Microneedle-Mediated Allergen-Specific Immunotherapy for the Treatment of Airway Allergy in Mice
journal contributionposted on 23.07.2020, 18:37 by Akhilesh Kumar Shakya, Chang Hyun Lee, Harvinder Singh Gill
Subcutaneous allergen-specific immunotherapy (SCIT) qualifies as a promising approach for the permanent cure of IgE-mediated airway allergies, which can often manifest into allergic rhinitis and other allergic respiratory diseases. SCIT entails repeated administration of a high allergen dose into the subcutaneous (sc) region using a hypodermic needle for many (3–5) years, which is inconvenient and painful and reduces patient compliance. To overcome these limitations, we hypothesized that microneedles (MNs), which are minimally invasive and painless, could provide a novel approach for allergen desensitization by depositing the allergen into the superficial layers of the skin.
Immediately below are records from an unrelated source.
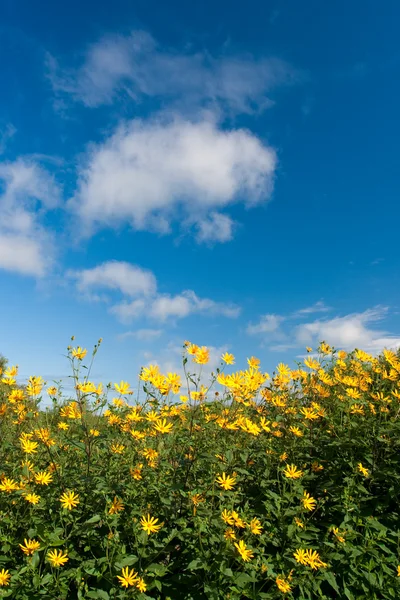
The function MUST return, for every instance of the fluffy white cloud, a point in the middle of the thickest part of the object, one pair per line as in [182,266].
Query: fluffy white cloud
[134,67]
[27,191]
[140,296]
[351,331]
[150,173]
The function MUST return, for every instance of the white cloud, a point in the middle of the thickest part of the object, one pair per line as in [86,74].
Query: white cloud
[142,334]
[151,173]
[216,227]
[349,332]
[129,279]
[27,192]
[141,298]
[6,133]
[319,306]
[134,67]
[267,324]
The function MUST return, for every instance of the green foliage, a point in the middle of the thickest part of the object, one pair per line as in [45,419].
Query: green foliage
[212,468]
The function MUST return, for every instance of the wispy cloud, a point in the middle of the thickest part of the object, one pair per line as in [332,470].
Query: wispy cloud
[152,173]
[136,67]
[141,334]
[27,192]
[140,297]
[350,331]
[282,333]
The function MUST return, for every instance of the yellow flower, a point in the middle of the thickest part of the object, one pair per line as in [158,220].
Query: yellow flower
[301,556]
[283,584]
[63,426]
[69,500]
[292,472]
[363,470]
[226,481]
[116,506]
[123,388]
[309,413]
[57,558]
[149,524]
[29,546]
[129,577]
[79,353]
[299,523]
[244,552]
[35,385]
[4,577]
[162,426]
[227,517]
[229,534]
[117,448]
[28,446]
[308,501]
[229,359]
[32,498]
[140,584]
[43,478]
[296,431]
[255,526]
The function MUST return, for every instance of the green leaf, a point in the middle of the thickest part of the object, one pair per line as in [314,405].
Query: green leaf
[330,578]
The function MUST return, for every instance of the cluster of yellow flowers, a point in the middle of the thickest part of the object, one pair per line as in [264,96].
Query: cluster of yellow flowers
[277,411]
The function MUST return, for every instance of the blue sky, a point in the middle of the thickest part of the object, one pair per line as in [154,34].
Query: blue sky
[220,172]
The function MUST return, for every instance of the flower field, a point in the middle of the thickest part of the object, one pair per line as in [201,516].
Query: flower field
[175,486]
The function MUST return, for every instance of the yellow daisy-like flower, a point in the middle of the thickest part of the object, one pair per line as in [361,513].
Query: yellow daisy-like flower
[57,558]
[123,388]
[228,359]
[4,577]
[292,472]
[301,556]
[229,534]
[255,526]
[32,498]
[43,478]
[29,546]
[308,501]
[226,481]
[162,426]
[79,353]
[150,524]
[244,552]
[128,578]
[69,500]
[8,485]
[117,448]
[283,584]
[28,446]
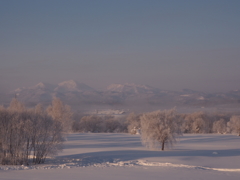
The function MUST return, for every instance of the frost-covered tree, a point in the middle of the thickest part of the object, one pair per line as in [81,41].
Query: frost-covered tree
[134,123]
[26,134]
[16,105]
[159,128]
[234,125]
[61,113]
[220,126]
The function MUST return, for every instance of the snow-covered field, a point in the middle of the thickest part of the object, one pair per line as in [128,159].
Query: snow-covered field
[121,156]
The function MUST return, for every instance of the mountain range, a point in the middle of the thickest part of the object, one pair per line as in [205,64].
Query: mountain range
[118,95]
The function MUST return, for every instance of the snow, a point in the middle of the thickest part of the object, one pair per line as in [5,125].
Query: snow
[122,156]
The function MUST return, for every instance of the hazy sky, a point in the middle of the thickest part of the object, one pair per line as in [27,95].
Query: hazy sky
[169,44]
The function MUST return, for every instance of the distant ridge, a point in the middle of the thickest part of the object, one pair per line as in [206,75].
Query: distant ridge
[119,95]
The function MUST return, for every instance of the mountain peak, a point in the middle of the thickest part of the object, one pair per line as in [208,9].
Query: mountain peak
[40,85]
[71,84]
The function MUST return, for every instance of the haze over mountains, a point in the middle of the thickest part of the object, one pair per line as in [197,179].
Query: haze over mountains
[131,96]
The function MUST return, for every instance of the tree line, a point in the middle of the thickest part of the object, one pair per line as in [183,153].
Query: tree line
[30,135]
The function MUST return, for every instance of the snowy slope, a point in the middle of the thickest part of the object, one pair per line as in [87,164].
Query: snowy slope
[121,156]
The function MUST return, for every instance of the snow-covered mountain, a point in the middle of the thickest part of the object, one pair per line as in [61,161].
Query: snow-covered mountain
[132,89]
[130,95]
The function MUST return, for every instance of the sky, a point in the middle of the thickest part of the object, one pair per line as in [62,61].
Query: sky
[170,45]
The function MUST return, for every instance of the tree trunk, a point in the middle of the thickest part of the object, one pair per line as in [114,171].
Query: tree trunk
[163,146]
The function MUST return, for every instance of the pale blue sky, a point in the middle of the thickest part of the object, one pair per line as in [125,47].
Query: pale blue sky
[171,44]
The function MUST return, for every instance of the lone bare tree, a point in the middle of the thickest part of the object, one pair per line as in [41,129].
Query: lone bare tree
[159,128]
[234,124]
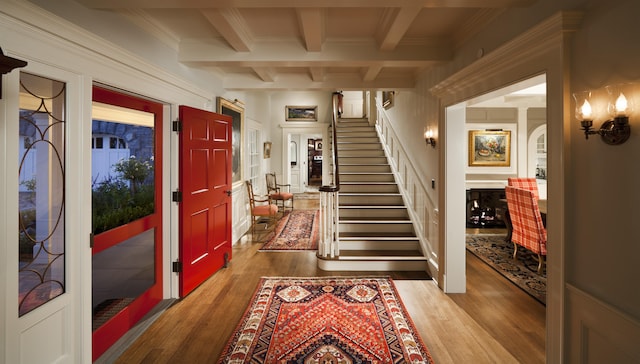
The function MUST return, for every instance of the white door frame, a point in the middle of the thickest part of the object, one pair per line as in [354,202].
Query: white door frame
[303,130]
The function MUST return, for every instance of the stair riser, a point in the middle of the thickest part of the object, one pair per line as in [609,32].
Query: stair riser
[366,177]
[379,245]
[362,160]
[373,213]
[368,133]
[363,168]
[370,200]
[364,188]
[357,139]
[361,264]
[352,229]
[361,153]
[357,146]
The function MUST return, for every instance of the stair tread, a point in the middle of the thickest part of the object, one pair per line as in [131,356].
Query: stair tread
[382,254]
[370,193]
[372,206]
[389,239]
[376,220]
[377,235]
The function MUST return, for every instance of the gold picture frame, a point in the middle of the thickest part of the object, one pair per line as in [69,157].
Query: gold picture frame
[489,148]
[235,109]
[301,113]
[387,99]
[267,150]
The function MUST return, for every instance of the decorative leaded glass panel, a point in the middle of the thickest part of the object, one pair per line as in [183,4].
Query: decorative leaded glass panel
[41,192]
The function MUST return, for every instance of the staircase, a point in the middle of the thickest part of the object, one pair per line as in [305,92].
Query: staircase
[375,231]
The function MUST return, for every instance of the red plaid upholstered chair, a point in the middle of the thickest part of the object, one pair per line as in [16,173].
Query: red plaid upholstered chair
[526,183]
[261,210]
[276,192]
[528,229]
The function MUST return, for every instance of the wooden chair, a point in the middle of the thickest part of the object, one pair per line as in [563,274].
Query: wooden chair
[525,183]
[276,193]
[528,229]
[262,211]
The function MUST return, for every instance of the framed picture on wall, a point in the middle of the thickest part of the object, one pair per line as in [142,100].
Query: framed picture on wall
[301,113]
[267,150]
[387,99]
[235,109]
[490,148]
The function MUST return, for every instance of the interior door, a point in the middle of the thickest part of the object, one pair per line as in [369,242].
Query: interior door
[205,184]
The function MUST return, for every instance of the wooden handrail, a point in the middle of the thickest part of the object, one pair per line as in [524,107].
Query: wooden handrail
[329,246]
[335,183]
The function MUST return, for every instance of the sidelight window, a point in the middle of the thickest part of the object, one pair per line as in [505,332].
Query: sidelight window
[41,225]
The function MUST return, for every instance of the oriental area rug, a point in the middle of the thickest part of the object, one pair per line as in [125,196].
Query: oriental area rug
[296,230]
[498,254]
[326,320]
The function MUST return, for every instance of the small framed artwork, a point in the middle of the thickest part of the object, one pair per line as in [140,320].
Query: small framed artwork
[490,148]
[267,150]
[387,99]
[301,113]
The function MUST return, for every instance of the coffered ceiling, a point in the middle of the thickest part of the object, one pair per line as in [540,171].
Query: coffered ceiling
[311,44]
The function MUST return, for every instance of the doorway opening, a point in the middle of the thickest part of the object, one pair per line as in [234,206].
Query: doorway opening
[126,213]
[522,111]
[314,160]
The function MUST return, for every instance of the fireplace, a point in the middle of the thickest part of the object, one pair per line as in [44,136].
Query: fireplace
[484,208]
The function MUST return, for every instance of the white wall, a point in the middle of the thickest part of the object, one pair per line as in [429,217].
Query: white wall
[603,197]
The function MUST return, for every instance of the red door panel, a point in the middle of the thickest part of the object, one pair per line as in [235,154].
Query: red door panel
[205,211]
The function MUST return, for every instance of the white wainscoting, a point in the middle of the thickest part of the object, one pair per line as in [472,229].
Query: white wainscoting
[419,203]
[598,332]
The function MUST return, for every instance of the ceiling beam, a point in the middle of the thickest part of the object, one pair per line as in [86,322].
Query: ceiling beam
[396,24]
[312,27]
[317,74]
[371,73]
[232,26]
[362,53]
[237,82]
[266,74]
[209,4]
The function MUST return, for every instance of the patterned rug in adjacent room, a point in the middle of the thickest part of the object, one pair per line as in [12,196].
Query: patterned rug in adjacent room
[326,320]
[297,230]
[497,253]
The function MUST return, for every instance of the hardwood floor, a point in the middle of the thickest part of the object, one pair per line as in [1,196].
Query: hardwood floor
[494,322]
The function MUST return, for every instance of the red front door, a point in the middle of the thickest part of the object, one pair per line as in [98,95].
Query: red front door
[205,184]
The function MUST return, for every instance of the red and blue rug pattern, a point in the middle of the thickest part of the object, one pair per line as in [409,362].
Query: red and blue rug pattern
[326,320]
[296,230]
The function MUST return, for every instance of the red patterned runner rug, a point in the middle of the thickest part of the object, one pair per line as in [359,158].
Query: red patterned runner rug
[297,230]
[326,320]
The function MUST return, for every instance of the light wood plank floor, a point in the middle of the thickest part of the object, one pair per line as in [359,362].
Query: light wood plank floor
[494,322]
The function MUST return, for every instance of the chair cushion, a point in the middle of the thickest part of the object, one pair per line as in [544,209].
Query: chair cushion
[528,229]
[525,183]
[265,210]
[281,196]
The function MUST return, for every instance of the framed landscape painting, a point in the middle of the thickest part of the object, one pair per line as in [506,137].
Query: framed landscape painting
[490,148]
[301,113]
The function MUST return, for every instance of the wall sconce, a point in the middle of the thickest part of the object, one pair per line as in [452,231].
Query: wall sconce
[7,64]
[428,137]
[614,131]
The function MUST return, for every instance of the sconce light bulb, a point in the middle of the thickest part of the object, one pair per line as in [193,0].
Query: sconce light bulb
[428,134]
[621,104]
[585,109]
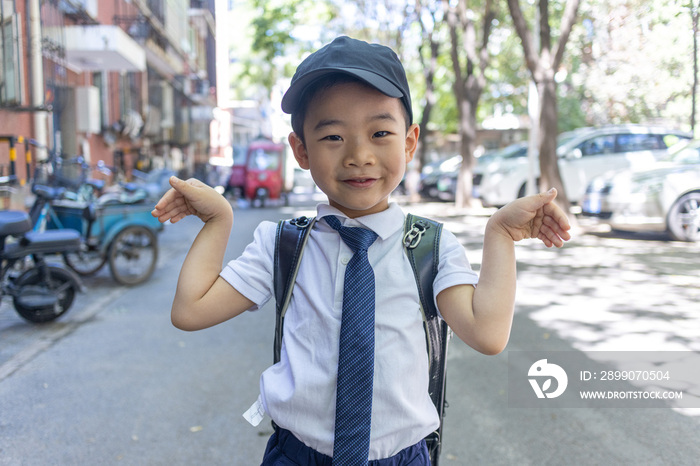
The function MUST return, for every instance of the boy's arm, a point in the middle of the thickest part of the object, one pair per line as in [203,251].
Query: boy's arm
[202,297]
[481,316]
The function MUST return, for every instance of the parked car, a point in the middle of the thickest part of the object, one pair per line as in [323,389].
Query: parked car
[437,177]
[663,198]
[583,154]
[440,181]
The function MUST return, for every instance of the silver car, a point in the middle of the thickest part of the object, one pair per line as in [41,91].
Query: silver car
[665,197]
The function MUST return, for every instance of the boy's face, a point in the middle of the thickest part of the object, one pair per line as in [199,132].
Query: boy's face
[357,147]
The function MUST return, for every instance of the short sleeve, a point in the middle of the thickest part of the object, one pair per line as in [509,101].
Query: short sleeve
[252,273]
[453,267]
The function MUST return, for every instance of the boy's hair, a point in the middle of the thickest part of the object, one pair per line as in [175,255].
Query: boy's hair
[326,82]
[372,64]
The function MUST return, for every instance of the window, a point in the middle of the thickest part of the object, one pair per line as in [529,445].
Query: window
[598,145]
[639,142]
[10,60]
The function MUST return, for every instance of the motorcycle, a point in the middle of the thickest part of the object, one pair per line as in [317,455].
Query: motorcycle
[40,291]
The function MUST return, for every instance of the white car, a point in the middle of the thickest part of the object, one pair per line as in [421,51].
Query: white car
[663,198]
[583,154]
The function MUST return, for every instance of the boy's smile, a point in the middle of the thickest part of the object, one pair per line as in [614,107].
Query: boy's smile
[357,146]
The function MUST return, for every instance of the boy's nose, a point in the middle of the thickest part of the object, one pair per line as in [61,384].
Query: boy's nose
[359,155]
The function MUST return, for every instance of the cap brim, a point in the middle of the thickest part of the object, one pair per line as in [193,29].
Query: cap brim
[290,101]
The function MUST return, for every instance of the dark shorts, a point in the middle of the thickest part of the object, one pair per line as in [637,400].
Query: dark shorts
[284,449]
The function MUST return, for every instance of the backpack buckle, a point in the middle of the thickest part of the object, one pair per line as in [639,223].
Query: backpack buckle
[300,222]
[415,234]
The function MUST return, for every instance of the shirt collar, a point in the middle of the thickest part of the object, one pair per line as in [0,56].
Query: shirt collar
[384,223]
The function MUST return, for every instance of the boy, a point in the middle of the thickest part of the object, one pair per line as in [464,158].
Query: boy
[352,128]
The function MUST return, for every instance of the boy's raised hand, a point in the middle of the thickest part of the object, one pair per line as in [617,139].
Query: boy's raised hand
[535,216]
[191,197]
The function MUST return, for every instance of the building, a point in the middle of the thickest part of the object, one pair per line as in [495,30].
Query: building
[130,83]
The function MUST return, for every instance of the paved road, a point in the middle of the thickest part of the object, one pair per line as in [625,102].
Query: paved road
[113,383]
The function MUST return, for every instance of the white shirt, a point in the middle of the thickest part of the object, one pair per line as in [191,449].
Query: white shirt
[299,391]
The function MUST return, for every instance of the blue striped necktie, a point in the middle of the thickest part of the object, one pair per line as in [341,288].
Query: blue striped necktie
[353,409]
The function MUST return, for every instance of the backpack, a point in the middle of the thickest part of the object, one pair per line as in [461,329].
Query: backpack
[422,244]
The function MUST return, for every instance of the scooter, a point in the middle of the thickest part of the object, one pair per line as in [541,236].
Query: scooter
[40,291]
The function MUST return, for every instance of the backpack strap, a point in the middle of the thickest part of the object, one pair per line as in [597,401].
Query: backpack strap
[422,245]
[290,240]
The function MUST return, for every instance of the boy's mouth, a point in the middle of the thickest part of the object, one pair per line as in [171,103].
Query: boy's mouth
[360,182]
To test this hypothesis, we compared MNs and SCIT for allergen desensitization in a mouse model of ovalbumin (Ova)-induced airway allergy. Mice were first made allergic to Ova and then treated with MNs coated with Ova (with or without CpG as an adjuvant) or via SCIT-Ova + alum (subcutaneous Ova + alum injections) for comparison. Treatment with coated MNs significantly induced Ova-specific serum IgG antibodies in a manner comparable to SCIT-Ova + alum-treated group. To test the efficacy against allergen challenge, treated mice were challenged with Ova via the nasal route. Coated MNs with Ova and CpG (MN-Ova + CpG) considerably suppressed the airway inflammation in allergic mice, evidenced by downregulation of proinflammatory cytokines (IL-5 and IL-13), upregulation of anti-inflammatory cytokine IL-10, and activation of Ova-specific immune response in bronchoalveolar (BAL) fluid. The therapeutic capacity of MN-based allergy treatment was further validated by the reduction in eosinophil and mast cell infiltration in the lung tissues of mice treated with MN-Ova + CpG, and low deposition of mucus inside their lung bronchioles. Overall, coated MNs ameliorated the symptoms of airway allergy in mice similar to SCIT and could provide a novel means of painless allergen-specific immunotherapy.